Analysts Expect Fed To Hold Line

Tuesday, August 22nd 2000, 12:00 am
By: News On 6

WASHINGTON (AP) — With inflation under control and the economy growing at a healthy but less feverish pace than earlier this year, analysts expect the Federal Reserve to hold the line on interest rates Tuesday.

Since June 1999, the Fed has raised rates six times in an effort to slow economic growth enough to keep inflation under control without retarding the economy so much that it brings about a recession.

``The prospects of a Fed rate increase in August look as close to zero as you are ever going to get,'' said Tim O'Neill, chief economist at Harris Bank in Chicago.

Many private economists expected the central bank to repeat its June decision not to boost interest rates. Still, economists believed the Fed would issue a statement telling markets that it is still worried about inflation dangers down the road.

The Federal Open Market Committee, composed of Fed board members and regional bank presidents, was meeting behind closed doors Tuesday to discuss interest rate policy. An afternoon announcement was expected.

With the Fed's sixth rate increase in May, its target for the federal funds rate, the interest banks charge each other, was pushed to 6.5 percent, the highest level in nine years. In June 1999 — before the central bank starting raising rates — the funds rate stood at 4.75 percent.

Those increases boosted banks' prime lending rate, the benchmark for millions of consumer and business loans, to a nine-year high of 9.5 percent, up from 7.75 percent before the Fed's first rate increase 14 months ago.

The Fed passed up the chance to raise rates a seventh time at its last meeting on June 27-28 and economists believe there are more reasons for the central bank to remain on hold this time around as evidence of a slowdown grows.

Many analysts believe the economy, which grew at a surprisingly strong 5.2 percent annual rate in the April-June quarter, has slowed to a growth rate of around 3.5 percent to 4 percent in the current quarter.

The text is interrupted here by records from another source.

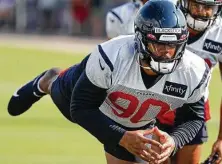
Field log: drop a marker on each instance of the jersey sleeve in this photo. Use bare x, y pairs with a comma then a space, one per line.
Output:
99, 68
113, 25
201, 89
220, 58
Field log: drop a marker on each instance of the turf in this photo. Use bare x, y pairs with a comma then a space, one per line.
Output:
42, 135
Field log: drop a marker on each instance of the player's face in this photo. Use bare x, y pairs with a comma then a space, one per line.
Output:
201, 10
162, 52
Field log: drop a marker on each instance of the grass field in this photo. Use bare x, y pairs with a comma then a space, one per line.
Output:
42, 135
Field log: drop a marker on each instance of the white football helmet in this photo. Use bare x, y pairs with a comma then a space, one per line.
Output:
200, 14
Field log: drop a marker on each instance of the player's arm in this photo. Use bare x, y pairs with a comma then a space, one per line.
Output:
190, 117
113, 25
217, 146
220, 132
189, 120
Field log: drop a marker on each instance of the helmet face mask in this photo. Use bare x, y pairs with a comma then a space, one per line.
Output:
161, 36
200, 14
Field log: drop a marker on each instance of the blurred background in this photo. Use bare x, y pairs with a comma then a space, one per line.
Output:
36, 35
60, 17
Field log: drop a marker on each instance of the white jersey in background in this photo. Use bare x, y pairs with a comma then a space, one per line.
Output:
209, 45
120, 20
114, 66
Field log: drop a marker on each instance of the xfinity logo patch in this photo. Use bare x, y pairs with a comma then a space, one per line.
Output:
168, 30
212, 46
175, 89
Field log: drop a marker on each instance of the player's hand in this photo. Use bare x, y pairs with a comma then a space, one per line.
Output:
167, 142
136, 143
217, 148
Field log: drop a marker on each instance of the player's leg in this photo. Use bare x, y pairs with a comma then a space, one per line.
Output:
31, 92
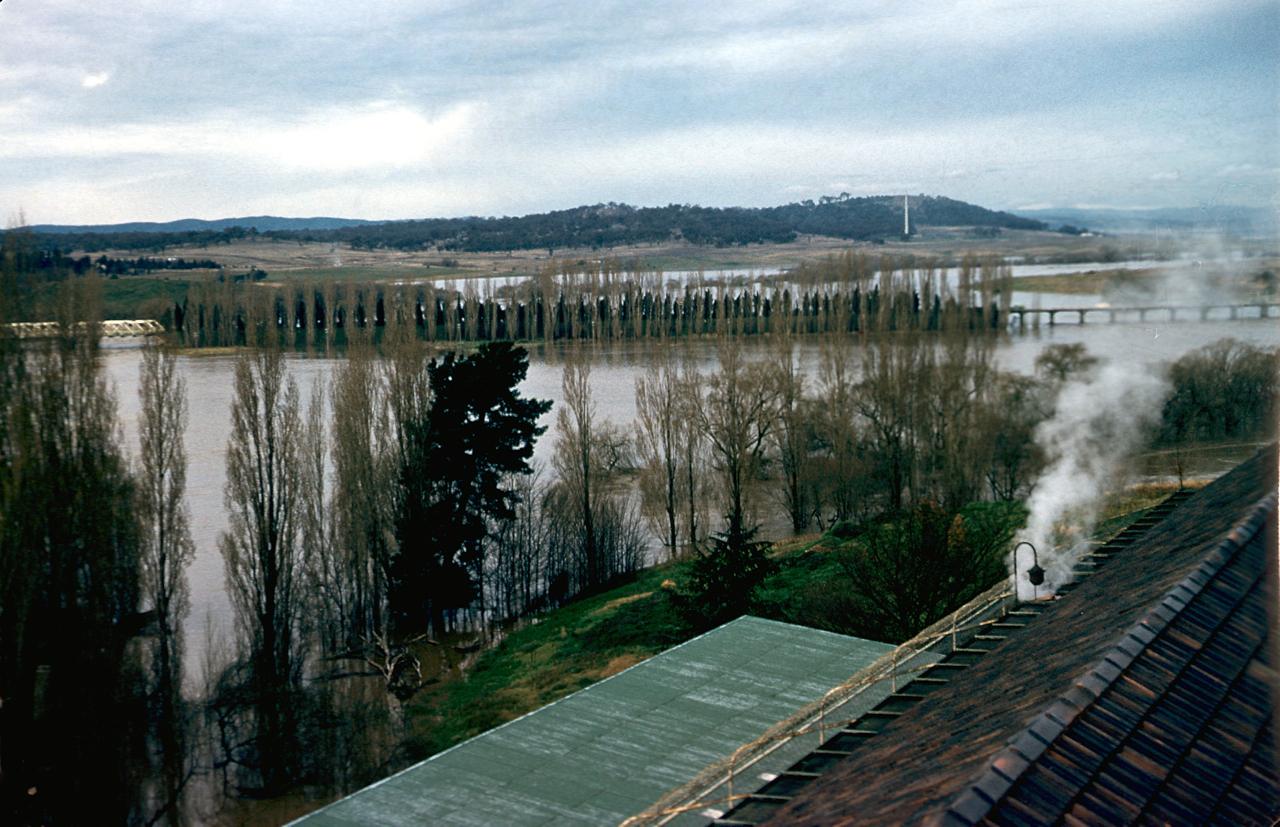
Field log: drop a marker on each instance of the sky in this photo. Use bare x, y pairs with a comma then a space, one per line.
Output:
383, 109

In the first seven months of this year, the underlying inflation rate — excluding food and energy, which has shown a big jump this year — has been rising at an annual rate of just 2.6 percent, only slightly worse than last year's 1.9 percent increase in ``core'' inflation.

A major factor in the tame inflation picture has been strong gains in productivity, increased output per hour of work, which allows pay increases without accompanying increases in product prices.

``We are able to have our cake and eat it, too,'' said Sung Won Sohn, chief economist for Wells Fargo in Minneapolis. ``I think the Fed is likely to take a pass on raising rates.''

The most optimistic economists believe the Fed is close to declaring total victory in its 14-month campaign to engineer a soft landing for the economy.

``I think the Fed tightening cycle is over with,'' said Richard Yamarone, economist for Argus Research Corp in New York. ``For the time being, the coast is clear of inflationary pressures.''

But some economists believe Fed meetings after the presidential election on Nov. 15 and Dec. 19 are likely to produce further interest rate boosts — at one of the two meetings, or perhaps even both.

But with few signs that inflation is getting out of hand, the Fed has the luxury of waiting, economists said.

If it has the option, the Fed traditionally prefers to lay low during the heat of presidential campaigns in an effort to avoid accusations that its decisions on the economy are being made to help or hurt a particular candidate.

Because of that, most economists believe the Fed is likely to leave interest rates unchanged at its Oct. 3 meeting, which is only five weeks before the Nov. 7 presidential election.

David Wyss, chief economist at Standard and Poor's DRI in Lexington, Mass., said it was looking more likely that the Fed has achieved something no other central bank has been able to do: two consecutive soft landings for the economy.

In 1994-95, the Fed raised interest rates seven times in a successful effort to keep inflation under control and give new life to an expansion that is now in a record 10th year of uninterrupted growth.

``It looks like a new record. Alan Greenspan will go down as the Tiger Woods of Fed chairmen,'' Wyss said.